崩れ落ちた氷の玉座の傍らに、1つの「残骸」が転がっていた。
「……ア、アガ……ガ……ッ!!」
ゲーチス。
かつて僕の全宇宙を支配していた巨大な重力。僕に言葉を与え、数式を与え、そして「王」という名の檻に閉じ込めた男。
いま、その男の口から漏れるのは、論理的な言語ではない。機能不全に陥った回路が吐き出す、無意味な音声の羅列(ジャンクデータ)だった。
杖は折れ、右腕の袖は虚しく風に揺れている。その瞳に宿っていた、世界を支配しようとしたドス黒い野望は霧散し、いまはただ、自己崩壊の恐怖に震える原始的なパルスだけが、0.1ヘルツの周期で虚空を叩いている。
「……ひどい、有様だね。ゲーチス。あなたの脳内にあった完璧な帝国は、たった1人のトレーナーが放った、計算外の『絆』によって、再起不能(クラッシュ)したんだよ」
僕はゆっくりと、その男の前に立った。
かつての僕なら、この光景を見て激しい憎悪を抱いたかもしれない。あるいは、あまりの哀れさに涙を流したかもしれない。
けれど、いま僕の心臓が刻んでいるのは、静止画のように冷徹で、凪のように穏やかな100BPMの鼓動だけだ。
「……N、その男をどうするつもり?」
隣に立つ新しいトレーナーが問いかける。その声には、敵意を通り越した困惑が混じっていた。廃人と化した「悪の首領」を前に、勝利の余韻さえも凍りついている。
「……どうもしないよ。ただの、記号として置いていくだけだ」
僕はゲーチスの瞳を覗き込んだ。そこにはもう、僕を「化け物」と定義したあの冷酷な光はない。映っているのは、何者でもなくなった自分を、ただ呆然と見つめ返す、空虚な鏡像。
「……ゲーチス。僕はあなたを許さない。あなたがポケモンたちに強いた痛みも、僕の人生を数式の檻に閉じ込めた罪も、何100万回積分したところで正の数にはならないからね。……でも、あなたを恨むことも、もうやめるよ」
「……ア、……ァ……。……」
「恨みもまた、依存という名の相関関数だ。あなたを恨み続ける限り、僕のベクトルは永遠にあなたという原点に縛られ続けてしまう。……。……さようなら。僕の『父』だった、哀れな記号」
僕は背を向けた。
その瞬間、僕の脊髄を縛り付けていた、目に見えない20数年分の鎖が、音を立てて砕け散るのを感じた。
血の呪縛。ハルモニアという名の呪い。
それらはすべて、この凍てついた奈落の底に、過去の遺物としてパッキング(圧縮)される。

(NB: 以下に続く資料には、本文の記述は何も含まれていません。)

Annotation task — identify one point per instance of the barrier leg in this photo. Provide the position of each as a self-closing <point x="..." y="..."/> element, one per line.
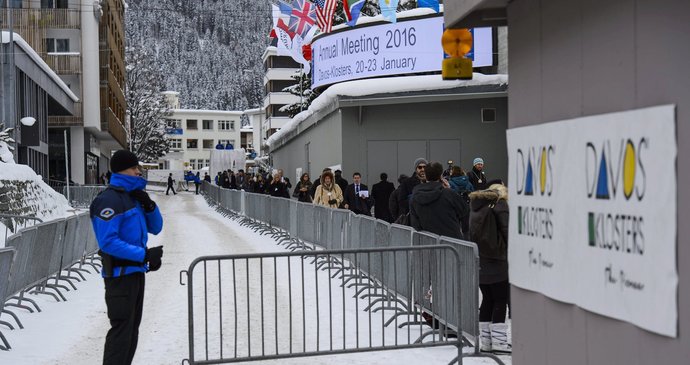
<point x="16" y="319"/>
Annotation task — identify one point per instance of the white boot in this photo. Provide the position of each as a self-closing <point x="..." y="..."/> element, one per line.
<point x="500" y="338"/>
<point x="484" y="337"/>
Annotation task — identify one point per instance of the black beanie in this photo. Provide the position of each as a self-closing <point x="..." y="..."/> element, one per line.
<point x="122" y="160"/>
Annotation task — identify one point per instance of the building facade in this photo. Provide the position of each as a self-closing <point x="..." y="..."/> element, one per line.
<point x="279" y="72"/>
<point x="570" y="59"/>
<point x="83" y="42"/>
<point x="194" y="133"/>
<point x="39" y="92"/>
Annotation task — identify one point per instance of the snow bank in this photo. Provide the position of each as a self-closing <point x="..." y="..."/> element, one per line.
<point x="381" y="86"/>
<point x="22" y="192"/>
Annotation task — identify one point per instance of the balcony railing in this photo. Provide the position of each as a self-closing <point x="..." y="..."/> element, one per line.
<point x="44" y="18"/>
<point x="76" y="120"/>
<point x="63" y="63"/>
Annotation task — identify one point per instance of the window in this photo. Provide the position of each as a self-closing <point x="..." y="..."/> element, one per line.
<point x="56" y="4"/>
<point x="175" y="144"/>
<point x="226" y="125"/>
<point x="173" y="123"/>
<point x="57" y="45"/>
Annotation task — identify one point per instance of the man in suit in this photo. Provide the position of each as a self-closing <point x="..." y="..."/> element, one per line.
<point x="354" y="198"/>
<point x="381" y="192"/>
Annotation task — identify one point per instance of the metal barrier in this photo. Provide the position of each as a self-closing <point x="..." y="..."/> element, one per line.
<point x="82" y="196"/>
<point x="273" y="306"/>
<point x="410" y="296"/>
<point x="41" y="254"/>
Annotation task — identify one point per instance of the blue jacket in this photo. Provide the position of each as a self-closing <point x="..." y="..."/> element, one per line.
<point x="121" y="225"/>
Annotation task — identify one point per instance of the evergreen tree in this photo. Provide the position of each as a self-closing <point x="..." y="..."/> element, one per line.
<point x="303" y="89"/>
<point x="146" y="106"/>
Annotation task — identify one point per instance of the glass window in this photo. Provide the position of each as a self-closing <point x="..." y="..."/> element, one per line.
<point x="176" y="144"/>
<point x="62" y="45"/>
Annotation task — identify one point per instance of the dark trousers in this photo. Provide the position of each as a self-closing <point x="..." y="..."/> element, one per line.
<point x="494" y="302"/>
<point x="124" y="297"/>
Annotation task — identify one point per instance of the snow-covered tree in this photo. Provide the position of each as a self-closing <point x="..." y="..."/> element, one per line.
<point x="6" y="144"/>
<point x="146" y="106"/>
<point x="301" y="88"/>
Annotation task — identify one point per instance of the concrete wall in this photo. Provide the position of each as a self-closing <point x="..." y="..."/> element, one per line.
<point x="391" y="137"/>
<point x="325" y="148"/>
<point x="585" y="57"/>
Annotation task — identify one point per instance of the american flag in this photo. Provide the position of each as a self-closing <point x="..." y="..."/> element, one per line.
<point x="324" y="14"/>
<point x="303" y="17"/>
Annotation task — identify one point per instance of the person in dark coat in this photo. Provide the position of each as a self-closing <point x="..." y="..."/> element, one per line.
<point x="340" y="181"/>
<point x="477" y="176"/>
<point x="408" y="185"/>
<point x="354" y="199"/>
<point x="317" y="182"/>
<point x="393" y="201"/>
<point x="171" y="181"/>
<point x="381" y="192"/>
<point x="302" y="189"/>
<point x="436" y="208"/>
<point x="489" y="229"/>
<point x="278" y="188"/>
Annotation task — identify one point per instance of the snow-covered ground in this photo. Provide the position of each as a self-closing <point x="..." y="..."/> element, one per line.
<point x="73" y="332"/>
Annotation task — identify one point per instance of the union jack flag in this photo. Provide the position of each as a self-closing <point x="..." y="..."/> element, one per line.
<point x="303" y="17"/>
<point x="324" y="14"/>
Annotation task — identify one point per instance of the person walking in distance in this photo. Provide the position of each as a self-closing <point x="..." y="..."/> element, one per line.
<point x="122" y="217"/>
<point x="489" y="229"/>
<point x="328" y="193"/>
<point x="171" y="182"/>
<point x="381" y="192"/>
<point x="477" y="176"/>
<point x="356" y="197"/>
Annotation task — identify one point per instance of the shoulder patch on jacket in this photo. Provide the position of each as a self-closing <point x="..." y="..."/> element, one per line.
<point x="106" y="213"/>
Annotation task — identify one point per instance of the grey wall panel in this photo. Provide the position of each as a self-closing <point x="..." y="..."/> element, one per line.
<point x="524" y="107"/>
<point x="628" y="54"/>
<point x="325" y="148"/>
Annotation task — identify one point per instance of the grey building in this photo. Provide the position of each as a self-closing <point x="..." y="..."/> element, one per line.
<point x="386" y="132"/>
<point x="577" y="58"/>
<point x="31" y="89"/>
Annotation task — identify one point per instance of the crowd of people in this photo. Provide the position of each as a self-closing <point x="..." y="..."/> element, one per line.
<point x="450" y="202"/>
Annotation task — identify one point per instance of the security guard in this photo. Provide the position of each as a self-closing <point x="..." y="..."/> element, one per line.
<point x="122" y="216"/>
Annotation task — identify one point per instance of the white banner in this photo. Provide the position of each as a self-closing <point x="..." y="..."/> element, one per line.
<point x="593" y="214"/>
<point x="405" y="47"/>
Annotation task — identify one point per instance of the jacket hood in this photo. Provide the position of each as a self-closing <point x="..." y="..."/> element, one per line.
<point x="427" y="193"/>
<point x="328" y="173"/>
<point x="129" y="183"/>
<point x="479" y="199"/>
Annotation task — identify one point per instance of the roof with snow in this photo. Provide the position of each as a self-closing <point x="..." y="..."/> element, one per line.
<point x="389" y="90"/>
<point x="19" y="41"/>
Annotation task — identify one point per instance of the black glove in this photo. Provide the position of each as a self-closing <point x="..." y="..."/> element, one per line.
<point x="143" y="198"/>
<point x="153" y="257"/>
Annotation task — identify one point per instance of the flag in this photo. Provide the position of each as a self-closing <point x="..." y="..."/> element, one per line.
<point x="303" y="17"/>
<point x="324" y="14"/>
<point x="389" y="9"/>
<point x="352" y="12"/>
<point x="433" y="4"/>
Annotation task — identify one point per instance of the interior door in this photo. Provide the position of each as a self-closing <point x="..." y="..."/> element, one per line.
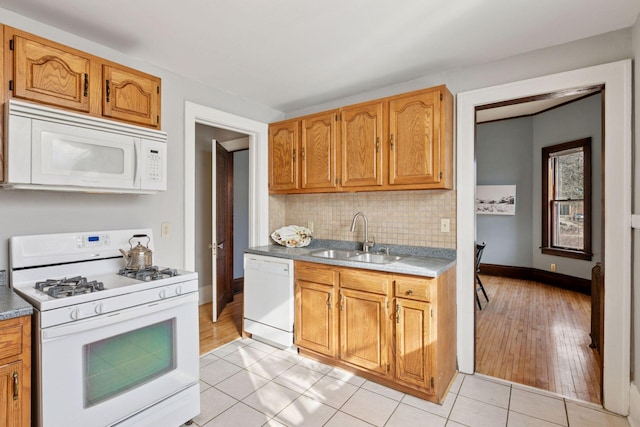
<point x="223" y="230"/>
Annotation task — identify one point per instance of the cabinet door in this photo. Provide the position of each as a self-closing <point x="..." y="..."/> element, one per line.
<point x="414" y="139"/>
<point x="283" y="156"/>
<point x="11" y="395"/>
<point x="361" y="142"/>
<point x="318" y="156"/>
<point x="131" y="96"/>
<point x="315" y="319"/>
<point x="413" y="357"/>
<point x="47" y="73"/>
<point x="363" y="330"/>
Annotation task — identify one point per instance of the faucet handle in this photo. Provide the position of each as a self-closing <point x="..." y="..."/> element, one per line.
<point x="368" y="244"/>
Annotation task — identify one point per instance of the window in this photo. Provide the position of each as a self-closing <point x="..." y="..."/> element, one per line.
<point x="566" y="199"/>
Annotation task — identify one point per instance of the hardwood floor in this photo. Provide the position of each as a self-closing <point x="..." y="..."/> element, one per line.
<point x="226" y="329"/>
<point x="537" y="335"/>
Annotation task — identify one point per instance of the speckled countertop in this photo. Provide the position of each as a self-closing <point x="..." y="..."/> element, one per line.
<point x="419" y="261"/>
<point x="11" y="305"/>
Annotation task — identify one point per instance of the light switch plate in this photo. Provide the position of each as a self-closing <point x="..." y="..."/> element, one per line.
<point x="165" y="229"/>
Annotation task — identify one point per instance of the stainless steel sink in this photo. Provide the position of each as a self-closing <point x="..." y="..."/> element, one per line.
<point x="377" y="258"/>
<point x="353" y="255"/>
<point x="336" y="253"/>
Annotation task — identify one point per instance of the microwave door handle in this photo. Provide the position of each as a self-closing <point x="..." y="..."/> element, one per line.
<point x="109" y="319"/>
<point x="137" y="158"/>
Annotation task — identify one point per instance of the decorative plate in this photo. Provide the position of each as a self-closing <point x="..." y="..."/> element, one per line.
<point x="292" y="236"/>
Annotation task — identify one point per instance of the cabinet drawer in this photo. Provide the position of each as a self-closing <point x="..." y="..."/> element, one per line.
<point x="10" y="338"/>
<point x="317" y="273"/>
<point x="365" y="281"/>
<point x="413" y="288"/>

「……行こう。この場所の気温は、いま、生命が共存するための適正値へと戻り始めている」
僕はトレーナーと共に、光の差す出口へと歩き出した。
背後で、ダークトリニティたちが音もなく現れ、その「残骸」を回収していく気配がした。けれど、僕は一度も振り返らなかった。

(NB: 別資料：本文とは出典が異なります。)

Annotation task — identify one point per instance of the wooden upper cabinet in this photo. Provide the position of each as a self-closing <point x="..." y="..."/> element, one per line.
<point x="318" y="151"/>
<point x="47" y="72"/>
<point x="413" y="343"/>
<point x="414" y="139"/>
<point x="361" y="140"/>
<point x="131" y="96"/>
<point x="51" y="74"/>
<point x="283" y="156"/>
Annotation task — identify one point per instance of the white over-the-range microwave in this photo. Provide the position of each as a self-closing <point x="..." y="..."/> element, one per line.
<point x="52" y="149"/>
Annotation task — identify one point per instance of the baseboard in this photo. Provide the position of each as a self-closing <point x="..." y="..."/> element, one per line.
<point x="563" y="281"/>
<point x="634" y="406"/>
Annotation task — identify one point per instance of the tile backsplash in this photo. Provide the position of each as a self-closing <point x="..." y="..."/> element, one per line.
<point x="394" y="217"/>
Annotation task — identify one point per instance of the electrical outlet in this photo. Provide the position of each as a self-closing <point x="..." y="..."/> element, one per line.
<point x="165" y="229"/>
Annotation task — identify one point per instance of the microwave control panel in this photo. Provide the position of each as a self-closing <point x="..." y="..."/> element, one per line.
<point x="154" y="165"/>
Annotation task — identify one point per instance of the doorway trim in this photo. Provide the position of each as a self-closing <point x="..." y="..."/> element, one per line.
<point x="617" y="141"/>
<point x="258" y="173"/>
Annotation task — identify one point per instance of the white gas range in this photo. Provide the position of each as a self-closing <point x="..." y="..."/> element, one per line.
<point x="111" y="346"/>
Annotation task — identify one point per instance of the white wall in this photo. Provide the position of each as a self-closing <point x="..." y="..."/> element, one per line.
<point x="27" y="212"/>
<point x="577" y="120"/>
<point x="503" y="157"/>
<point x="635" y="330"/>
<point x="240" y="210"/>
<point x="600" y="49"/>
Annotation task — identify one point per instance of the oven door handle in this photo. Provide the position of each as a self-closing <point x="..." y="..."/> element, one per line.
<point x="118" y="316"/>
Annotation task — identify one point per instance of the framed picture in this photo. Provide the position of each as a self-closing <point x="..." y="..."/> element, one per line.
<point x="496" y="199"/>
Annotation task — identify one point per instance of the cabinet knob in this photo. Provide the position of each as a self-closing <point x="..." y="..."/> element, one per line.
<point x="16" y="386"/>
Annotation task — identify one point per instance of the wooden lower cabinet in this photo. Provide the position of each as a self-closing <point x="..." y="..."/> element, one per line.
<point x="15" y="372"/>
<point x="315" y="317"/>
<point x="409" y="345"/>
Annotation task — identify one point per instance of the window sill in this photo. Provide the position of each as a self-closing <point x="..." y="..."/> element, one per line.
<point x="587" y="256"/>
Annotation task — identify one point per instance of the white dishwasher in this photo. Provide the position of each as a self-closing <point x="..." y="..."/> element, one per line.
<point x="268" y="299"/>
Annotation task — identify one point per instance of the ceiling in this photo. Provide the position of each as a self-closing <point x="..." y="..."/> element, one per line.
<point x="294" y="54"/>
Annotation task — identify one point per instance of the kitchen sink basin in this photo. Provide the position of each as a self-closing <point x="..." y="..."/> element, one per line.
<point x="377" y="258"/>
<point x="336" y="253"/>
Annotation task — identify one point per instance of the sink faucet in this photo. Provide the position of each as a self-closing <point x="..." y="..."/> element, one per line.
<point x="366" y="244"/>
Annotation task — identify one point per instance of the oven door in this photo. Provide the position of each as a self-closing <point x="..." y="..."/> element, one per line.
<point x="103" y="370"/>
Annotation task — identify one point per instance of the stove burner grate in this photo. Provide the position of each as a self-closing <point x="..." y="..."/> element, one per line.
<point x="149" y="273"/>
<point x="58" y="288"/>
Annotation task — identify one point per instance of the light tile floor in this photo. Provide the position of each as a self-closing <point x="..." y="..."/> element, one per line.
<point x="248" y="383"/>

振り返れば、また数字の羅列が僕の視界を侵食し始めるような気がしたから。
「……ねえ、N。これから、どうするの?」
外の世界へと繋がるトンネルを抜けながら、トレーナーが尋ねる。
僕は、眩しい太陽の光に目を細めた。2年前のあの日、空へと逃げたときとは違う、透明度の高い青空。
「……計算は、もうやめたんだ。これからは、予測不可能な変数(トラブル)を楽しみながら、この足で世界を歩いてみるよ。……一人の、ただの人間としてね」
僕はボロボロになった帽子のつばを、少しだけ持ち上げた。
ジャイアントホールから聞こえていたあの悲鳴は、いま、春を待つポケモンの呼吸音へと書き換えられている。

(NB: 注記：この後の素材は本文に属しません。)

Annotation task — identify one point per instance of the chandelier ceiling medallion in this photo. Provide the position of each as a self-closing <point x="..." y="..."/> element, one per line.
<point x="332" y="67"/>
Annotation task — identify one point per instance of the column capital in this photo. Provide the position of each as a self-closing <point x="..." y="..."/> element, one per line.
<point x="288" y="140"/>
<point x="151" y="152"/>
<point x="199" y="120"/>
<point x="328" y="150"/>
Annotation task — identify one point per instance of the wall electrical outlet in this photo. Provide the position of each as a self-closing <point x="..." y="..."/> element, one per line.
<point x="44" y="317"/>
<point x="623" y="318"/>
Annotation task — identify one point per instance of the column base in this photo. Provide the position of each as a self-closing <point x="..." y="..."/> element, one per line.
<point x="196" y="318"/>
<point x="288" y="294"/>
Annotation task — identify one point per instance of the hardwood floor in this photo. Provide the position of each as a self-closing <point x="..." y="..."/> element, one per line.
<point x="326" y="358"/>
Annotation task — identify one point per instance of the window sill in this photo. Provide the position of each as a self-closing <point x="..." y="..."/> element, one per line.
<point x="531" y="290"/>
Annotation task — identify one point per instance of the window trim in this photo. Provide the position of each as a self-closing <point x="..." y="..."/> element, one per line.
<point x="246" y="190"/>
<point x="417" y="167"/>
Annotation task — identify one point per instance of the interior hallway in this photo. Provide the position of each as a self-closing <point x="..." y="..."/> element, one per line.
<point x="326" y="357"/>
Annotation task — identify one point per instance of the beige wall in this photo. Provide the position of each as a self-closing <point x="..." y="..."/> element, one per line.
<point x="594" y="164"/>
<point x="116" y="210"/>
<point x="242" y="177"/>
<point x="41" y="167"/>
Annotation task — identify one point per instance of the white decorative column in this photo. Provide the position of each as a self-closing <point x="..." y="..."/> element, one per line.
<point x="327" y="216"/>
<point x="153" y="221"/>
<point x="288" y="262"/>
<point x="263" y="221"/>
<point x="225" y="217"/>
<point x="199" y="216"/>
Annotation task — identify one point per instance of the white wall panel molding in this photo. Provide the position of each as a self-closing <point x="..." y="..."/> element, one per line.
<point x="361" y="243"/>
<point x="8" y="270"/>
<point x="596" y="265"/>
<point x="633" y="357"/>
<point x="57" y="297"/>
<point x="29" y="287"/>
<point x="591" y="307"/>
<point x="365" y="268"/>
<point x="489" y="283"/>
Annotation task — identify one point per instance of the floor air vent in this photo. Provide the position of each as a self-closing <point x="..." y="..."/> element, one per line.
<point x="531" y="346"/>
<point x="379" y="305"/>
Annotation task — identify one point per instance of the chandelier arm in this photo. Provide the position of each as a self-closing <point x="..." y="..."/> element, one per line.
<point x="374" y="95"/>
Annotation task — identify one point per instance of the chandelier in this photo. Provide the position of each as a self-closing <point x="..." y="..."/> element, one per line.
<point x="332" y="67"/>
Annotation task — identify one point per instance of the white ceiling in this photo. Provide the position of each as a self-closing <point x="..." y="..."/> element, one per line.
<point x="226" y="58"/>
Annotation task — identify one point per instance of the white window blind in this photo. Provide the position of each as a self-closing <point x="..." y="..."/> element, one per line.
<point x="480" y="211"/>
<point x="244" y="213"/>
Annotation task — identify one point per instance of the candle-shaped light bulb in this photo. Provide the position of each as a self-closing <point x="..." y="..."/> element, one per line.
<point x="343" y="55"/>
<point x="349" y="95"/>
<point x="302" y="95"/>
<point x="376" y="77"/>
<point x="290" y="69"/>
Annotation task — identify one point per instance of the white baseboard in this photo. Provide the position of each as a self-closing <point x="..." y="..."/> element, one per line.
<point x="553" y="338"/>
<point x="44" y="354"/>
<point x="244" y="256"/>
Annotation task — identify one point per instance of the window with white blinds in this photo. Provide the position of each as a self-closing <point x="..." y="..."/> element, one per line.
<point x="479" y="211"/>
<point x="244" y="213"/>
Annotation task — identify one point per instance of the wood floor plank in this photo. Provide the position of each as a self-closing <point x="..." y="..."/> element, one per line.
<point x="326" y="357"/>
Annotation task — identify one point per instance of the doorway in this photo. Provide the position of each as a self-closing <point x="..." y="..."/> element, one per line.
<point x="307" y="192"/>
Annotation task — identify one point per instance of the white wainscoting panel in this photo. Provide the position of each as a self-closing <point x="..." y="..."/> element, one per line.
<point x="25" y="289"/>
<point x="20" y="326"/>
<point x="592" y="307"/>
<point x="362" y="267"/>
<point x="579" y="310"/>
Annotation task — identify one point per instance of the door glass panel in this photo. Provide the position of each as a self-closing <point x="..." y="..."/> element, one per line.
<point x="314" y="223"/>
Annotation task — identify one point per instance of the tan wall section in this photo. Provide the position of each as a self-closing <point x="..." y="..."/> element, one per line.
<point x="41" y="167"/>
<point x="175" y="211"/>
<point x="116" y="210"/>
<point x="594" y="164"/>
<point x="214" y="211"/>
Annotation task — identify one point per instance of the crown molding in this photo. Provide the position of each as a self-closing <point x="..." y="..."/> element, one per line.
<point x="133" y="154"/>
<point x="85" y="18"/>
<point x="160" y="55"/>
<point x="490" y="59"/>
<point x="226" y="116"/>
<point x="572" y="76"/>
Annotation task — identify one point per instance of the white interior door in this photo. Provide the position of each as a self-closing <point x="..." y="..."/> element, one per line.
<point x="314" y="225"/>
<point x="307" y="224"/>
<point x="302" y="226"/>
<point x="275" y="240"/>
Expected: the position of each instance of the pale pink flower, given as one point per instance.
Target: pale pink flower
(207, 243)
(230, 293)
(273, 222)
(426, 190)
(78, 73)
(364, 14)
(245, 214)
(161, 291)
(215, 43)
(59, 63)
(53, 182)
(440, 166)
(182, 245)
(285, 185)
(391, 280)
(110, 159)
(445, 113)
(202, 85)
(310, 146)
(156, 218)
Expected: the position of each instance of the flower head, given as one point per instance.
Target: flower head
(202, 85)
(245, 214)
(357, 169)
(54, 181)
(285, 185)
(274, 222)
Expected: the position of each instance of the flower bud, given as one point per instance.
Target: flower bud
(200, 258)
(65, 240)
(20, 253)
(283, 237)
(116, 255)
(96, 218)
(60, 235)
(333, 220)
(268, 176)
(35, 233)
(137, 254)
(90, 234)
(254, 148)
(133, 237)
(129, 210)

僕の心拍数は、100から、ゆっくりと日常の60へと落ち着いていった。
「……。……。……ありがとう。君が僕の隣に立ってくれたおかげで、僕は僕自身の『0』を、ようやく受け入れることができたよ」
僕は一歩、また一歩と、自分自身の意思で大地を蹴る。
それは、ハルモニアの血から解放された、真の意味での「僕」の第1歩だった。